Dad ordered the quarter of roasted duck with bread and potato knedlíky (219 Kč), Alex opted for the pork schnitzel stuffed with cheese and ham (212 Kč), and mom and I agreed on the pork platter (189 Kč). The duck was lean yet tender. The schnitzel required obvious skill to execute properly, and the pork platter was a veritable variety of different cuts and the best value. Whereas bread knedlíky is basically the equivalent of the Chinese mantou, everyone loved the potato knedlíky, which had a pleasant resistance to the tooth.

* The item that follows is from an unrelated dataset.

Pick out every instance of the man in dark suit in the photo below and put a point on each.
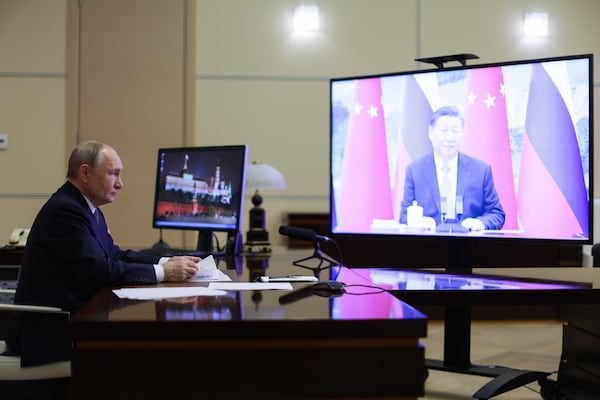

Making a reservation was the right call since the restaurant is not very big, and it filled up quickly.
U Dwau Maryí
Parkán 104, 381 01 Český Krumlov, Czech Republic
Aspiring to share what people used to eat 12th-century Český Krumlov, U Dwau Maryí is in an historic house on the north side of city center. Thanks to its location, you can enjoy an excellent view of the castle and St. Jost Church.
Alex and I started off with hot mead: one South Bohemian (65 Kč) and one almond (70 Kč). The South Bohemian one tasted like it uses the same herbs and spices as Kofola. But we preferred the almond one because it tasted slightly less strongly of alcohol. Both were very strong! Dad enjoyed another mug of Eggenberg Light (30 Kč).
Mom wanted the garlic soup (40 Kč) and couldn’t get enough of it. I had to ask for a second spoonful, but I don’t blame her! It was very comforting.
We ordered two portions of the Old Bohemian Feast, one with rabbit (175 Kč) and the other with pheasant (195 Kč). This was plenty since we were still a bit full from lunch. Both portions came with smoked meat, millet, potato cake, dumpling, potatoes, and salad. But there was not much rabbit and pheasant, so it would’ve been nice to double the main and keep the quantity of sides. Everything tasted so carefully made, especially the millet.
I spotted an item under the vegetarian section called, “potato dumplings with poppy seeds and sugar”, which I immediately ordered because this is supposedly a dish you can’t find in restaurants and requires a Czech grandma to make it for you. You’re supposed to eat it as an entrée, but we tried it for dessert. The dumplings were al dente, and the crushed poppy seeds reminded us of black sesame powder. Mom even thought she could get away with leaving the filling of tangyuan out of the glutinous rice!
What a wonderful day I spent with my family in this little town! I’m so glad we were able to coordinate this at the last minute.